Bir köprünün
yaklaşık üç yüz elli yıllık bir tarihe tanıklık edişinin anlatıldığı olağanüstü
bir roman. Romandaki hikayeler köprünün ağzından anlatılıyor olmasa da yazarın
zaman zaman kullandığı ‘biz’ kelimesi okuyucunun sanki köprü
konuşuyormuş gibi hissetmesini sağlıyor. Ağzından duyuyor olmasak da bütün
yaşananları bir şekilde köprünün üstünden görüyor olmak da ayrı bir gerçek.
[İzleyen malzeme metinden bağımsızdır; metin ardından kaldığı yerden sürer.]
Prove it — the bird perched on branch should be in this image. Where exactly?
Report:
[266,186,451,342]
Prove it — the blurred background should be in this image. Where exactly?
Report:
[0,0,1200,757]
Üstünden yani köprünün gözünden.
Sözünü ettiğim
köprü şimdiki Bosna-Hersek sınırları içindeki Vişegrad şehrinin hemen yanı
başından geçen Drina nehrinin iki kıyısını birbirine bağlayan Sokollu Mehmet
Paşa Köprüsü ya da daha bilinen adıyla Drina Köprüsü. Köprü, Sokollu Mehmet
Paşa tarafından 1571-1577 yılları arasında Mimar Sinan’a
yaptırılmış. Roman da bu hikaye ile başlıyor ama nedense Mimar Sinan’ın adı
hiç geçmiyor. Daha doğrusu Mimar Rade diye bir isim geçiyor. Bir de Tosun Efendi var ama bilemiyorum. Vişegrad’ın yakınındaki Sokol kasabasında doğan,
sonra Osmanlı’da sadrazamlığa kadar yükselen ve doğup
büyüdüğü yerleri unutamayan paşanın görevlendirdiği Abid Ağa yönetimindeki Tosun Efendi, Antoine Usta ve işçiler köprünün yapımına başlıyor ve sonra gaddar Abid Ağa’nın
yerine gelen daha yumuşak başlı Arif Bey tarafından inşaat sonlandırılıyor.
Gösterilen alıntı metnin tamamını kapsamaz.